Information on the clinical trial process in the biotech space is all too readily available. Indeed, we have our own educational material available here where you can read all about the various stages through which a company must carry its pipeline candidates before commercialization. What is less prevalent, however, is information on what happens once the trial process is complete. A company has demonstrated efficacy, safety and tolerability across a range of phase 1,2 and 3 trials – what happens next? Let’s take a look.

First, its important to say that a demonstration of efficacy is far from a guarantee that a drug will receive FDA approval. There are many things the FDA takes into consideration before accepting a drug, and efficacy is just one piece of the puzzle. Obviously, its an important piece, but a piece none the less.

New Drug Application (NDA)

So, let’s get to it. Lets say Pfizer Inc. (NYSE:PFE) announces the meeting of primary and secondary endpoints in a global phase 3 for one of its oncology candidates. Its stock jumps in anticipation of approval, but the work is far from complete for Pfizer. The company needs to put together what’s called a New Drug Application (NDA). You can think of this as an extension of the Investigational New Drug Application (IND) that the company submits before it kicks off trials – but don’t let just thinking of it as an extension fool you. An NDA is often far lengthier and more detailed than an IND, and can be thousands of pages long. It is designed to demonstrate all of the findings from each of the clinical trials the company in question conducted – finding related not just to efficacy but safety, tolerability, pharmacokinetics and much more. Essentially, an IND says to the FDA “look – this is what we think this drug can do and why”. An NDA says “there you go, we proved it – here’s how”.

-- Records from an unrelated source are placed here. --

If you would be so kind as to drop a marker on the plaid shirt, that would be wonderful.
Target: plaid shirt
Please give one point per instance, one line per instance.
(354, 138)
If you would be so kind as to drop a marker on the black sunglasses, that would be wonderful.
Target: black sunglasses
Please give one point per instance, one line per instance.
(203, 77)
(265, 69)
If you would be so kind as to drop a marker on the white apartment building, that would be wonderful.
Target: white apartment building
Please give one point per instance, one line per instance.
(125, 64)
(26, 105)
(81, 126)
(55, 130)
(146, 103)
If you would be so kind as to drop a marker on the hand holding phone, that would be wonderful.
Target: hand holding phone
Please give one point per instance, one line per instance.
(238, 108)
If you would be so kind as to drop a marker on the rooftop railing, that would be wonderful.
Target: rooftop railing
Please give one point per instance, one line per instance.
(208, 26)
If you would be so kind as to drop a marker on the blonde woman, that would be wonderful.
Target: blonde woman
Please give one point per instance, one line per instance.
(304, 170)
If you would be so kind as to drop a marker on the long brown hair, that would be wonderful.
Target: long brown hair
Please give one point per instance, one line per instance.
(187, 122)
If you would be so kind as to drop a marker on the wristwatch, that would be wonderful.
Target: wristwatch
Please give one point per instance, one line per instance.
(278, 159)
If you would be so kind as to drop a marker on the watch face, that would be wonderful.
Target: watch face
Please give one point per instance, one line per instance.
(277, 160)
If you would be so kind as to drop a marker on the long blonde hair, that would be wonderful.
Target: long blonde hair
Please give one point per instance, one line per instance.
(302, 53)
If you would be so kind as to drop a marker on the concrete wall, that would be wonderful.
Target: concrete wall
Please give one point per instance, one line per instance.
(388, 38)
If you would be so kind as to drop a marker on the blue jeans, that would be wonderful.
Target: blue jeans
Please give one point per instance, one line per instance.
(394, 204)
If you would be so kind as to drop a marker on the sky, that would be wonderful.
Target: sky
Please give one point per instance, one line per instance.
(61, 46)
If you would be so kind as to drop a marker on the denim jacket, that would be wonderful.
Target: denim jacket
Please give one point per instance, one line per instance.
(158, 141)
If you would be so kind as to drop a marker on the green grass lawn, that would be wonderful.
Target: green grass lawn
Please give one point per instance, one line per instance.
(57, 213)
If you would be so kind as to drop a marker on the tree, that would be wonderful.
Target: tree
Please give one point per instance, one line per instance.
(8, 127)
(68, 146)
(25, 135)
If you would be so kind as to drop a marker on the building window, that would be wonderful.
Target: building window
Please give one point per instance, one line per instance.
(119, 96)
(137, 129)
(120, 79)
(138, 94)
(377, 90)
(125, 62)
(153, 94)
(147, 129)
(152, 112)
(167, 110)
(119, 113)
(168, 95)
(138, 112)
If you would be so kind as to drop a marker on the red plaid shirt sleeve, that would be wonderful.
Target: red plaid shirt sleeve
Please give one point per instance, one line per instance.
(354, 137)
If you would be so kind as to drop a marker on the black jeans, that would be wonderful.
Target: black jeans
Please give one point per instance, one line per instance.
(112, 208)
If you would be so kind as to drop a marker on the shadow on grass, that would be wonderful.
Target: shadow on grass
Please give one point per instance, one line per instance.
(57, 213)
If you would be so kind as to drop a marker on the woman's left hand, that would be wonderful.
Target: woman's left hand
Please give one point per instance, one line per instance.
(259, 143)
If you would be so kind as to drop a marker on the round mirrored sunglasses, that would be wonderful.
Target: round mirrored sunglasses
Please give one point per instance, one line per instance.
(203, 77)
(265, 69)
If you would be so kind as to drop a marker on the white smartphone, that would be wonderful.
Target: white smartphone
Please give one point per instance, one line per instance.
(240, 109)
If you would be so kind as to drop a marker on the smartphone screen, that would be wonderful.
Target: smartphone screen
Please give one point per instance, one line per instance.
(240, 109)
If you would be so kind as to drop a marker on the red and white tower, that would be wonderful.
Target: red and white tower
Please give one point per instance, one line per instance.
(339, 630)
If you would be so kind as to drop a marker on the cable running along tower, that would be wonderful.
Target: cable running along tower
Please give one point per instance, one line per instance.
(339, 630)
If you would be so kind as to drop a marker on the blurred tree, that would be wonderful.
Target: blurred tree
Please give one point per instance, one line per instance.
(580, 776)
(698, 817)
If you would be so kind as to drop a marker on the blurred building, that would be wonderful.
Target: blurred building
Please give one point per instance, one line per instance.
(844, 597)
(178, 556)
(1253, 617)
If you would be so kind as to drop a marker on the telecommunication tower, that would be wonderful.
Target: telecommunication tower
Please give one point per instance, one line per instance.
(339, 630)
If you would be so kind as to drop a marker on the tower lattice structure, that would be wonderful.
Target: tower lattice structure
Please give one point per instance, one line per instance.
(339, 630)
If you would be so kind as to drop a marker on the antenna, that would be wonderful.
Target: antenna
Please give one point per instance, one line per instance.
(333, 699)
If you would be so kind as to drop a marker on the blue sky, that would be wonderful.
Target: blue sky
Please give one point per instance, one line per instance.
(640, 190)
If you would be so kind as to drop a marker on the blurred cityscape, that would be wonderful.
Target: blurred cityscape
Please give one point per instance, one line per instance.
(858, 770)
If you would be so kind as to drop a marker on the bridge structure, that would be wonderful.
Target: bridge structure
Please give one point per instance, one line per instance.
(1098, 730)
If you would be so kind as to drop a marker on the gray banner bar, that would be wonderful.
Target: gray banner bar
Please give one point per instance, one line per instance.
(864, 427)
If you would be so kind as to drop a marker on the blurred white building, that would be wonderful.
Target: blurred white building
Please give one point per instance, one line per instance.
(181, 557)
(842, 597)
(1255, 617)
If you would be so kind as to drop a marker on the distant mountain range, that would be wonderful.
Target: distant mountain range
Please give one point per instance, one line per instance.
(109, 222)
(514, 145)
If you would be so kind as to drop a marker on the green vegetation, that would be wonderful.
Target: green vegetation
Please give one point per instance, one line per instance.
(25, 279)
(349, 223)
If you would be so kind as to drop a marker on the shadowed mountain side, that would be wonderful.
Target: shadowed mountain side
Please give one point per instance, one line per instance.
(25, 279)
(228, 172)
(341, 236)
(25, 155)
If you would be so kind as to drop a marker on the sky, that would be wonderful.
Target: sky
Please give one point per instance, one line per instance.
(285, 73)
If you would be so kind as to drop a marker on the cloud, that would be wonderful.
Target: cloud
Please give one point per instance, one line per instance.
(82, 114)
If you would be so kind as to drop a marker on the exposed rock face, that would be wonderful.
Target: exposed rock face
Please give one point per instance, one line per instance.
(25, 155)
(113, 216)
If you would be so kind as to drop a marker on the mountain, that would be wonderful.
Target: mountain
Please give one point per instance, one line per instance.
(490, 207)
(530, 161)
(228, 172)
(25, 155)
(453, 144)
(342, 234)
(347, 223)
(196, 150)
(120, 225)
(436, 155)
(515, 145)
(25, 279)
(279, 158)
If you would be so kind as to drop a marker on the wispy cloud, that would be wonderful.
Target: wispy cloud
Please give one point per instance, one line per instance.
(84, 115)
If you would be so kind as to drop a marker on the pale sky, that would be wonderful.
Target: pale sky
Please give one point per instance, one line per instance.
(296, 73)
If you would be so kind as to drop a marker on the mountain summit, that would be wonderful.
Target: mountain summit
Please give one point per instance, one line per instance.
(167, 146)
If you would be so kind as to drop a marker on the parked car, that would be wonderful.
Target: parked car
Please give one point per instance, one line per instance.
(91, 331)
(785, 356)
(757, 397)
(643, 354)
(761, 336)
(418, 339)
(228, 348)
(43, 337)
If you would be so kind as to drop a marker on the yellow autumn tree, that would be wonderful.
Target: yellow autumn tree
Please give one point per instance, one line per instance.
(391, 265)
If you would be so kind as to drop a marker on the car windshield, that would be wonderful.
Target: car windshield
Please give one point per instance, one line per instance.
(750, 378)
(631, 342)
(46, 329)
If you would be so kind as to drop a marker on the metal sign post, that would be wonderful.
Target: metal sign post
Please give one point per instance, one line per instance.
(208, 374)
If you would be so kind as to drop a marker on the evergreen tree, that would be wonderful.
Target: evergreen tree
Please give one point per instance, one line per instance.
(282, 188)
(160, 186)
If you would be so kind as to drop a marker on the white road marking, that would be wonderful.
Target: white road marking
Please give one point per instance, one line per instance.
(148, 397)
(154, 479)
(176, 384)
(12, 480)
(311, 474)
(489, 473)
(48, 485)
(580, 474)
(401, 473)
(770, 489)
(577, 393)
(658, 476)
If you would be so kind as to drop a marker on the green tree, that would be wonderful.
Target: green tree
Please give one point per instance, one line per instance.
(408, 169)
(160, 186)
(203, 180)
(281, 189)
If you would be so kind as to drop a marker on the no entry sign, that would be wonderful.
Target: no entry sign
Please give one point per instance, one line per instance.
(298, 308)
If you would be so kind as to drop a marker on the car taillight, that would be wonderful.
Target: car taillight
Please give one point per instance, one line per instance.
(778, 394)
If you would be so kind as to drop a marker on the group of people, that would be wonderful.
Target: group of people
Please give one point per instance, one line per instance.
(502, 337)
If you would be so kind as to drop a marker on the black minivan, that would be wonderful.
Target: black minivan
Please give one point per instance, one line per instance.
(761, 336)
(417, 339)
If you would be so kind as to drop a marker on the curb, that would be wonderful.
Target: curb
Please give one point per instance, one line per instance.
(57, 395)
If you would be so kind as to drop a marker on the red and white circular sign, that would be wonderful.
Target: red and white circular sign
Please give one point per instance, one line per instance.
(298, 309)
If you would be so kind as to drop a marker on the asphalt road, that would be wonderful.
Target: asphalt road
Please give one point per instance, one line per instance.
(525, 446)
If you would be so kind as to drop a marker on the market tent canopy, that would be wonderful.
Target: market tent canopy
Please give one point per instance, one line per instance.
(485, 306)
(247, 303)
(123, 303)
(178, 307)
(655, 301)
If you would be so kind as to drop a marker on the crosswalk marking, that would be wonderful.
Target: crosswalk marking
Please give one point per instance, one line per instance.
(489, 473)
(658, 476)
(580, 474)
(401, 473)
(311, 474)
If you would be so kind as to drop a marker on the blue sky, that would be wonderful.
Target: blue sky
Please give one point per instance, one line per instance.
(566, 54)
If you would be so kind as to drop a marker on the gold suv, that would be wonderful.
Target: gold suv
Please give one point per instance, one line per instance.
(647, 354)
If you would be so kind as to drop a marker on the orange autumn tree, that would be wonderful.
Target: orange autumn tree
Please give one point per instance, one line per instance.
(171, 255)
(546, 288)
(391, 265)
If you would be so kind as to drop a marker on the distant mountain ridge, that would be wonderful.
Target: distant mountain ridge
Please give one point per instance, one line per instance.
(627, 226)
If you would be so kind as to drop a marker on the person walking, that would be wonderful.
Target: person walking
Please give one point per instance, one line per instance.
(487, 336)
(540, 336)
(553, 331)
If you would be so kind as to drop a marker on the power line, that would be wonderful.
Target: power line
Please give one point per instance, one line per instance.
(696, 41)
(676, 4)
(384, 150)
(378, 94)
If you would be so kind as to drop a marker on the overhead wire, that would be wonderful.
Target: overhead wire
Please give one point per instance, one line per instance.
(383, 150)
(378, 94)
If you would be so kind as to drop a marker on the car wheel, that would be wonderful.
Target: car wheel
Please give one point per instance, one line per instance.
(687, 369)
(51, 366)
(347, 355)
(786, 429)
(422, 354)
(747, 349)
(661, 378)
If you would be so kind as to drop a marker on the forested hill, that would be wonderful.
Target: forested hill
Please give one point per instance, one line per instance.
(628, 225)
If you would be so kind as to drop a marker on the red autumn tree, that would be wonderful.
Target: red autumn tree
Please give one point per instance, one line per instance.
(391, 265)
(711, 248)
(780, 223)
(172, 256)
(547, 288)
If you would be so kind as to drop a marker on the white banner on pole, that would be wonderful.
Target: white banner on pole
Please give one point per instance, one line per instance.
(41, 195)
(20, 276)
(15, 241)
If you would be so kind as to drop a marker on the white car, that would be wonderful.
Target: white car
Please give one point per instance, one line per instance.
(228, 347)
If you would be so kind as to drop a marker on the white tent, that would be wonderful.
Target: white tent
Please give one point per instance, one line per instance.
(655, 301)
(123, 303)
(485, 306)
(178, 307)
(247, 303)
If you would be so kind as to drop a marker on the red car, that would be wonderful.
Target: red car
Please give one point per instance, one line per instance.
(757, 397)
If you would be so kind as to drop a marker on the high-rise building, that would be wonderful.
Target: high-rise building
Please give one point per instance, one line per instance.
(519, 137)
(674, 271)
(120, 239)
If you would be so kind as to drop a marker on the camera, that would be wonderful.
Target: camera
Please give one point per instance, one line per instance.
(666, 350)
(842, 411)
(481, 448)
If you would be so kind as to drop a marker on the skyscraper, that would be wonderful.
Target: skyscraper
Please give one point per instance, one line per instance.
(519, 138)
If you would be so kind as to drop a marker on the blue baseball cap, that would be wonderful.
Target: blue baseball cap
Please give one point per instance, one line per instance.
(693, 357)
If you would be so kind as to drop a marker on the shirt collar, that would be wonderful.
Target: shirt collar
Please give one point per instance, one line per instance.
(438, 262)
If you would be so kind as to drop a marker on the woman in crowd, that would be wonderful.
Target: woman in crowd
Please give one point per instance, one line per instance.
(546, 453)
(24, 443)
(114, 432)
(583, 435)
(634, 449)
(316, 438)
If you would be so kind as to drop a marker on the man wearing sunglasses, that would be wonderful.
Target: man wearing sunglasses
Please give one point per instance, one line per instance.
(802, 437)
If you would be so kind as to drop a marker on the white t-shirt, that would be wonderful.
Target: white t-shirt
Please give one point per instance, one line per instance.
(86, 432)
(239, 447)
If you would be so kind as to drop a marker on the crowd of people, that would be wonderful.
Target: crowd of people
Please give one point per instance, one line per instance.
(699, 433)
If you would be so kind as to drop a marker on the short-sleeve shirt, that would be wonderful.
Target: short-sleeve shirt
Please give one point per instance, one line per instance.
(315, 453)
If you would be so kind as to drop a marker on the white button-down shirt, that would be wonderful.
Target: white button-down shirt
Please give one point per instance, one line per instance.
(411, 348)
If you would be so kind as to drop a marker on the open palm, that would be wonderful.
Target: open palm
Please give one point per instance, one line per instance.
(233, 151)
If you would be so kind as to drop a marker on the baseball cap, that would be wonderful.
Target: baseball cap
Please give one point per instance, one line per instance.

An NDA also contains a detailed explanation of the commercialization strategy for the drug in question. There’s no point in the FDA approving Pfizer’s oncology candidate if the company is unable to manufacture it on the required scale, or if it is unable to get it to patient delivery sites when needed.

Advisory Panel and PDUFA

Once the FDA accepts an NDA, it will set one, and sometimes two dates of note. The first is a Prescription Drug User Fee Act (PDUFA) date. The Prescription Drug User Fee Act (PDUFA) was set up in 1992 in an attempt to speed up and standardize the FDA approval process. It basically states that the FDA must make up its mind on a particular drug within 10 months of accepting its NDA. Say Biogen Inc. (NASDAQ:BIIB) submits an NDA and the FDA approves it on January 10. The PDUFA date will automatically set as 10 months from the NDA approval, so October 10 in this situation. The FDA can report its decision before this date, and if it has good reasoning, push the date back, but in the majority of straightforward approvals the PDUFA date holds. An alternative to the 10 month timeframe exists if the drug in question has priority review. This allows for a 6 month timeframe from NDA acceptance to PDUFA.

An advisory panel date is also often released alongside the PDUFA date. This is a date set aside for an FDA advisory panel to research and report their opinion on whether or not a drug is suitable for approval. The panel size varies, but is generally somewhere in the region of 15 individuals, each of which votes yes, no or abstains. The FDA doesn’t always follow the advice of its advisory panel, but oftentimes it does, meaning the advisory panel vote can be a great indication of whether or not a drug will get the go ahead for commercialization from the FDA.

So why is this important? Well, it offers us 3 very important catalysts ahead of which you can gain exposure to positive news. The NDA acceptance will often serve up some short term upside momentum, as it marks the point at which the clinical development process is complete. The advisory panel decision gives us insight into the final FDA decision, and so a positive nod from advisory can generate some upside volatility. The PDUFA date is important for more obvious reasons.

So there we go – that’s what happens after trials complete. Carry this into your biotech operations going forward to add to your chances of success in this great space!